You can find books dedicated to words that are “untranslatable” from language to language, but what about the words that hardly need translation? The world’s various languages have evolved to be beautifully diverse, and their words often seem to bear little resemblance to each other. However, there are a handful of words which sound strangely similar around the globe.
Maybe there’s just something intrinsically human about the sound of these words. In other cases, certain foodstuffs just managed to retain their tags as they moved from culture to culture. Whatever the reason, here are just a few words in different languages that have managed to stay connected.
A Hindi and Urdu word, pajama, referred to loose pants tied around the waist, a popular fashion in India. After colonization, the British took the clothing home, and over time, the style and word grew far beyond the subcontinent.
What is particularly notable is how far it has gotten (and in such a short time). In almost any language you could name, you can find a derivative of pajama. Whether it is bijama in Arabic or pizsama in Hungarian. The word “pajama” even appears in languages like Basque and Irish.
Add to that the fact that many of these languages must have previously had some term for sleepwear. It was by no means a new concept. Even though previous terms may have been simple compound words (such as “nightgown” in English), they were still doing a pretty sufficient job.
For so many languages to incorporate this new term and use it widely is incredibly unusual. Imagine if kilts suddenly became highly fashionable, and within less than a century, every language was using “kilt” as a word for skirts. You would accept it because that would be awesome, and you would be dead, but it would be strange nonetheless. Similarly, “pajamas” is a great word, and fun to say, but the takeover is pretty hard to explain.
Often cited as one of the most well-known words in the world, “OK” is doing pretty okay for itself.
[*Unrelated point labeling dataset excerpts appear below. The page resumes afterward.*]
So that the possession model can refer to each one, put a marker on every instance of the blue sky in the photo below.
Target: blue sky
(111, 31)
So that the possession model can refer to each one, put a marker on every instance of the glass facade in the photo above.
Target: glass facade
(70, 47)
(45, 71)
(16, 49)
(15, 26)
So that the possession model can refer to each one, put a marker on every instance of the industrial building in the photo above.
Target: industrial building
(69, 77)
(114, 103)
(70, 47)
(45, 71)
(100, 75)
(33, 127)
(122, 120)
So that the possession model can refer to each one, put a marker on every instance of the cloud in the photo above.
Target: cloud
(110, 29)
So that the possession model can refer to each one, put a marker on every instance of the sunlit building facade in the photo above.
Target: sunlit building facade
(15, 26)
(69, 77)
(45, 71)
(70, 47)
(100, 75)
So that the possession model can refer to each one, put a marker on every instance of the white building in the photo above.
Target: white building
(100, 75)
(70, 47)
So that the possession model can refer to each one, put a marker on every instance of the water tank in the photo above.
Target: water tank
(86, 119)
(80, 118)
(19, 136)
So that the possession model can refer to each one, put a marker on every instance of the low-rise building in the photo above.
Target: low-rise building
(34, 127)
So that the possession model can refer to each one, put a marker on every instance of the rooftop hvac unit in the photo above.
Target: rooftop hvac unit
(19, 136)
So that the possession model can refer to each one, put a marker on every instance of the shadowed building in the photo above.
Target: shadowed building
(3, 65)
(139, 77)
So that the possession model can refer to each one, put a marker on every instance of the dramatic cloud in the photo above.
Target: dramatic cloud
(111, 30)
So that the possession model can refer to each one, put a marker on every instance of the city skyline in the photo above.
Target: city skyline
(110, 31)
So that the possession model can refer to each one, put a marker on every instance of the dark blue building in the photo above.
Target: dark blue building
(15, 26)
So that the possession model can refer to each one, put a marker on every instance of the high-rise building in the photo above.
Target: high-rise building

A common story behind the creation of “OK” was that 1830s newspapers in the US went mad for abbreviations. “OK” came about as a joke. The abbreviation “OK” was used to mean “orl korrekt,” an intentional misspelling of “all correct” which was presumably hysterical in the 1830s.
Okay, well, there are other theories. Some claim it is a corruption of aux Cayes, French for “from Cayes,” referring to a Haitian port with good rum. Or maybe it’s from the Greek ola kala, meaning “it is good” or “all good,” or even derived from the Scots phrase “och aye.” Whatever its origin, the word has quickly spread to be used and understood in almost every country to mean that everything is alright.
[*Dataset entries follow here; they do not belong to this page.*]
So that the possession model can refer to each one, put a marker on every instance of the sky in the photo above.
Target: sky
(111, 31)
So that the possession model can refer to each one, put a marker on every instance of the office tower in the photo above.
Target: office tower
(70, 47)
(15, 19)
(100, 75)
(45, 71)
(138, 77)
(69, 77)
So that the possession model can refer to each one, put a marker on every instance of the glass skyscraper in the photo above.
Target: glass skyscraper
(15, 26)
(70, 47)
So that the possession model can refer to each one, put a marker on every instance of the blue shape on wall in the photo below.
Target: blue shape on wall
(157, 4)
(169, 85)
There are several theories behind “OK’s” easy travel. One is aesthetics; the curved “O” and straight-lined “K” side by side is distinctive. Another is that the sounds “oh,” “k,” and “ay” exist in most languages. First mentioned in the Slang Dictionary of Vulgar Words, “OK” hasn’t really been accepted into formal speech (though it is recognized by several dictionaries). However, it has found worldwide fame and has become an indispensable go-to word for average situations.
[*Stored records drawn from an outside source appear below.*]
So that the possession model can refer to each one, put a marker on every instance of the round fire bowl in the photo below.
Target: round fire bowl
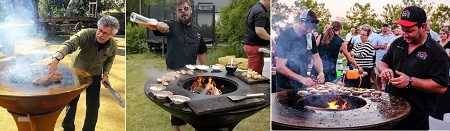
(333, 102)
(218, 120)
(291, 111)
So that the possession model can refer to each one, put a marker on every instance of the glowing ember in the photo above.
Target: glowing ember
(202, 86)
(333, 105)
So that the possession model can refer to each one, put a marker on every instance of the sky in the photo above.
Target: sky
(339, 8)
“Taxi” is another relatively recent word that has been incorporated into many languages. From the term “taximeter cab” (“tax” from the Medieval Latin taxa for “tax” or “charge”), the shortened word “taxi” has become commonplace all over the world. Though it changes language to language, the sound is almost always “tak-see” or very close.
It may simply be that it is a short and easy word that describes a more complicated idea. In Japan, taxis were bureaucratically referred to as ippan jokyaku ryokaku jidosha (“motor vehicle for general passengers and travelers”). Saving much ink, the word takushii became commonplace from the start.
It may have been a word simply popularized elsewhere by tourism. However, with the US, Europe, and Japan all essentially using the word “taxi,” most countries were importing their vehicles from a country that used the word. British cars were sent to India, and brands like Toyota and Ford became commonly used as taxis around the world, making traveling one word easier for tourists everywhere.
The word “mama” is the same in a startlingly high number of languages, or at least very similar, such as eomma in Korean or mami in Czech. (Equivalent words for fathers are also similar but vary more widely.) This consistent term for “mother” may lure you into thinking that this word was so strong, so integral, that it survived from early humanity and spread throughout the world.
The real story is even stranger. It independently arose in many different languages. How could this happen? Research suggests it has everything to do with early speech development. A baby’s babbling is not a series of random noises and follows a pattern. In vocal experimentation, babies often arrive at the “ah” sound first. It is the easiest sound to make, as you do not have to do anything with your mouth to make it. Closing our lips to create an “mmm” also comes quite naturally. Think of how often you still do. Mm-hmm?
These sounds combined create a common first word: “mama.” The primary caregiver feels that she is being addressed. The situation plays out all over the world. The same sounds, the same interpretation, the same word. And so, whenever you want to call out for your mama, wherever you are in the world, people will know what’s up.
“Haha” is our go-to sound for describing laughter. It has been that way since we first started writing it down—all the way back to Chaucer. Other onomatopoeic variations, such as “hehe,” “hee-hee,” or “ho-ho,” just cannot compete. And, looking at the way that other cultures write out laughter at a keyboard, it appears that this is mirrored across much of the world.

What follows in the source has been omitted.